La giurisprudenza più recente – sia della Corte europea (in tal senso, ex multis, Del Rio Prada [GC], cit.; Balsamo, cit.; Todorov e altri c. Bulgaria, n. 50705/11 e altri 6, 13 luglio 2021), sia della Corte costituzionale (ad esempio, Corte cost. sent. n. 24/2019; sent. n. 148/2022) – esclude che la sola gravità della misura, considerata isolatamente, sia sufficiente a qualificarla come “pena”.
La decisione in commento si colloca in questa prospettiva, contribuendo a consolidare un orientamento che, da un lato, priva il criterio della gravità di una sua autonomia qualificatoria e, dall’altro, non considera che la confisca di prevenzione, per come applicata, ha una latitudine più ampia rispetto alla sola porzione di patrimonio di cui non sia dimostrata la provenienza lecita.
La Corte finisce così per ignorare il carattere marcatamente afflittivo di queste misure.

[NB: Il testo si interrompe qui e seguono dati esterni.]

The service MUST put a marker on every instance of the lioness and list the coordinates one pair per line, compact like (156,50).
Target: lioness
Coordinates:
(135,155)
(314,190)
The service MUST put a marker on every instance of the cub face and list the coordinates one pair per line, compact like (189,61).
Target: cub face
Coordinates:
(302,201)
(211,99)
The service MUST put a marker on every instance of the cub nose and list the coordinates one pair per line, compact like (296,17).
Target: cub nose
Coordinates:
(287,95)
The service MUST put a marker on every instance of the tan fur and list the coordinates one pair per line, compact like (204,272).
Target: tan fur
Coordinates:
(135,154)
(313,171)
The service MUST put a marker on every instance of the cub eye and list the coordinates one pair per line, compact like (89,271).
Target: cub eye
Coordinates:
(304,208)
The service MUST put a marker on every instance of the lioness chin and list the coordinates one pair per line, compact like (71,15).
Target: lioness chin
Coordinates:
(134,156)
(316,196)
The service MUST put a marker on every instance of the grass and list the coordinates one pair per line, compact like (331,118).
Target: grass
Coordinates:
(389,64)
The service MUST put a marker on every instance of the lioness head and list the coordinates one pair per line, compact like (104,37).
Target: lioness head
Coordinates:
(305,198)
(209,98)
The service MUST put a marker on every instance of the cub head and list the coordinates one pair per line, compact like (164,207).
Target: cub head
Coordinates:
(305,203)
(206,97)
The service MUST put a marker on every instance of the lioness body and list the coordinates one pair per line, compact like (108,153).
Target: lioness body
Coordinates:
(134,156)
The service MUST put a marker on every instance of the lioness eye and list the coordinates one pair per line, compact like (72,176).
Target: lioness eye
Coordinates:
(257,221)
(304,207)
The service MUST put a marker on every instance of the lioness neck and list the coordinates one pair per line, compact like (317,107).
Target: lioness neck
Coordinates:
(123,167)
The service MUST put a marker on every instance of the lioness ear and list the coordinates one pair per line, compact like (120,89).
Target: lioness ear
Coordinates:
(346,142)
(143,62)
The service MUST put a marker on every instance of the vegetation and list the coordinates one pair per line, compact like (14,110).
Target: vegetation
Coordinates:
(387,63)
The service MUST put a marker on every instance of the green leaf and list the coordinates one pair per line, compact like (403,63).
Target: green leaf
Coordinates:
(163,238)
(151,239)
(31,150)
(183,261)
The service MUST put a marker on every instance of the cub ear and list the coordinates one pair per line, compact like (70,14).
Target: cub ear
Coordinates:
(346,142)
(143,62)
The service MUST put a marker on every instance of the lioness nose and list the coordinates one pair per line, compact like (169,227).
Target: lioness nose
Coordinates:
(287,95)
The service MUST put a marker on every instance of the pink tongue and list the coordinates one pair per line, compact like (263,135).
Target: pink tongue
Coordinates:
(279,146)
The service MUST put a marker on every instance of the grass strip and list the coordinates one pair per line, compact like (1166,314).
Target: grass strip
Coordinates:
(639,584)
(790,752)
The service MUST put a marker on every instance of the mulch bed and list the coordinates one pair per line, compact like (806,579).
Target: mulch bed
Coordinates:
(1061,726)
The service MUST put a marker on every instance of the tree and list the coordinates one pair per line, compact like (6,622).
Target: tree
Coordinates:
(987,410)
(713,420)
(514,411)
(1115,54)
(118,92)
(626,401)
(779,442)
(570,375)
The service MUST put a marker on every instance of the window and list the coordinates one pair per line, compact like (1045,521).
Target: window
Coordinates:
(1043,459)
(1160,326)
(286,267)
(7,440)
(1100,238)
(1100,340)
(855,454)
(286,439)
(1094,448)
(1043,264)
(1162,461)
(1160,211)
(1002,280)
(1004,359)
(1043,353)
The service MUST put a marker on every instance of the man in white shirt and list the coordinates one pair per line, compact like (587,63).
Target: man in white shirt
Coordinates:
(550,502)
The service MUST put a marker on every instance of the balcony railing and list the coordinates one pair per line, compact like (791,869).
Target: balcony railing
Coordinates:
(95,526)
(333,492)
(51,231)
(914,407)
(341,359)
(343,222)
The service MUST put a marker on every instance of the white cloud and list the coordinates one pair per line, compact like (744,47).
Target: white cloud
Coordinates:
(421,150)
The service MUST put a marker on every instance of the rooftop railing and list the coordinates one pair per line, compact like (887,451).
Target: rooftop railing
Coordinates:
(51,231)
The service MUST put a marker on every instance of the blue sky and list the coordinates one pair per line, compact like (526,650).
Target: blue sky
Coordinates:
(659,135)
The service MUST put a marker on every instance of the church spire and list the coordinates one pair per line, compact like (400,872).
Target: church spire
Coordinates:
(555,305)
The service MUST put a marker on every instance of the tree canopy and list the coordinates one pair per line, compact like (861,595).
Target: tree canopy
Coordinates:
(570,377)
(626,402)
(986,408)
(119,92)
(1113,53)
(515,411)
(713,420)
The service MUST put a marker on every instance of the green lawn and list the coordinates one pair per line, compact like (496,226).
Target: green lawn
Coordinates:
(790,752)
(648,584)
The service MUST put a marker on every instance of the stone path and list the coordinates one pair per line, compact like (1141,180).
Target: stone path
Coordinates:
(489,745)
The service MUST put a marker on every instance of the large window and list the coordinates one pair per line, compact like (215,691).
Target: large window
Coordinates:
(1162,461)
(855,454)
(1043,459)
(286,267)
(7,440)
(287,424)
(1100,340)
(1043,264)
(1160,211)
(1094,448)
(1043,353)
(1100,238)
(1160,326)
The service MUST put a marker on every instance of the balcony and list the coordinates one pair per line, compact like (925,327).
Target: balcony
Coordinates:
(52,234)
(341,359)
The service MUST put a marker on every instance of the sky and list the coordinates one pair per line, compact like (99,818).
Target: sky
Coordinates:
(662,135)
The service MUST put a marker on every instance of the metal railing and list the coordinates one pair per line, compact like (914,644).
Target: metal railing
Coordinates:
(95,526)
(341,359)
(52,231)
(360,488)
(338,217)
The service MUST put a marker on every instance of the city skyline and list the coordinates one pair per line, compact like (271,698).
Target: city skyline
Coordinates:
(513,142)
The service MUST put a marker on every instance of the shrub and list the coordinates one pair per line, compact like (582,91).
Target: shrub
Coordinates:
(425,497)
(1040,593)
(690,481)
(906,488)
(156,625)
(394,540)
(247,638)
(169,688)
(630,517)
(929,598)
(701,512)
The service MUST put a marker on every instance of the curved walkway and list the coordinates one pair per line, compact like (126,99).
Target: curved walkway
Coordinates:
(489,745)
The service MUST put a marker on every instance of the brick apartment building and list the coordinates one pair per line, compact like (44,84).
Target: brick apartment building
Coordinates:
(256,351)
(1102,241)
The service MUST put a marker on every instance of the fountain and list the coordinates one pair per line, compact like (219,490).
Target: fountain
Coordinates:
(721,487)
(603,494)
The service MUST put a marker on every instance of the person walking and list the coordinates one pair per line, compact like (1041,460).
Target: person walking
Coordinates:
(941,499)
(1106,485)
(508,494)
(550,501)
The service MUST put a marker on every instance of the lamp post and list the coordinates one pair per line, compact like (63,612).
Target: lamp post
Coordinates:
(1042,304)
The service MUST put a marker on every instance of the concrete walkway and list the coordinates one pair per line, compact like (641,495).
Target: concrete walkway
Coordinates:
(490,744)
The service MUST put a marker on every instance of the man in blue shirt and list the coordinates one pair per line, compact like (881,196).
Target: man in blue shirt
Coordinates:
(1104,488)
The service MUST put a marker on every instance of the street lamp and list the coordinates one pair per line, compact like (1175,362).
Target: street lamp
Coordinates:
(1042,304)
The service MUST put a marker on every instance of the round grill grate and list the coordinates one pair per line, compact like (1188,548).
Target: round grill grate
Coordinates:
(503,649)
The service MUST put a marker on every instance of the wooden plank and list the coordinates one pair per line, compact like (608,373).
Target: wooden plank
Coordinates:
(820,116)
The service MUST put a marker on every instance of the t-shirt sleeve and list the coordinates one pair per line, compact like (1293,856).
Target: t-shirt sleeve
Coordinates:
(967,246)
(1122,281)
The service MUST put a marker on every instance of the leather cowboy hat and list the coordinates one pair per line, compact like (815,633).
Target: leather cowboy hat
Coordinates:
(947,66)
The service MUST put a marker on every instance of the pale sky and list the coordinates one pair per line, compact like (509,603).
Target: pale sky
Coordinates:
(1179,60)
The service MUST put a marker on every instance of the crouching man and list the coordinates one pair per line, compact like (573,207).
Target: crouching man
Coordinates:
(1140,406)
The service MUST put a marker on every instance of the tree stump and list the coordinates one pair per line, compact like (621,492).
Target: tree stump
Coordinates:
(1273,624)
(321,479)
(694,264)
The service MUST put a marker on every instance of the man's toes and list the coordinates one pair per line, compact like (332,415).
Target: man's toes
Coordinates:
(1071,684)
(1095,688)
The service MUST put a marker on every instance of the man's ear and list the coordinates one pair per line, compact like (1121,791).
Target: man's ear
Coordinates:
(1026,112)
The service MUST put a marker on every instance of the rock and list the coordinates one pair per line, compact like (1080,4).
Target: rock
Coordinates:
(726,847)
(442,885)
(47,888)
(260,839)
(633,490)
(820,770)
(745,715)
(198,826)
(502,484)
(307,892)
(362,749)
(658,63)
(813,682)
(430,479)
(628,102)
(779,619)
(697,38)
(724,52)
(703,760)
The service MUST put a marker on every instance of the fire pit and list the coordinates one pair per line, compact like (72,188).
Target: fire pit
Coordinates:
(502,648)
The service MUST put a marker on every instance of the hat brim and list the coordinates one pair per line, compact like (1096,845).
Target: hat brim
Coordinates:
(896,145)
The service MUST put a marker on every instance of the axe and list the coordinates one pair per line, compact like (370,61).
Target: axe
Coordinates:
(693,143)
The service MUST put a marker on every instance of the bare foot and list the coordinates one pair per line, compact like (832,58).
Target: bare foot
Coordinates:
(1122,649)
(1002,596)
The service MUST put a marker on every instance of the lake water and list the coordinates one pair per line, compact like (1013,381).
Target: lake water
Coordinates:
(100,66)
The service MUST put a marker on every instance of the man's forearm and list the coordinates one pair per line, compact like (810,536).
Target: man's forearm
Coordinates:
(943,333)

In questo modo, effetti sostanzialmente sanzionatori vengono legittimati attraverso misure formalmente distinte da quelle aventi una finalità punitiva riconosciuta. Un simile espediente, lungi dall’attenuarne l’impatto afflittivo, contribuisce invece ad assottigliare ulteriormente il confine tra prevenzione e repressione.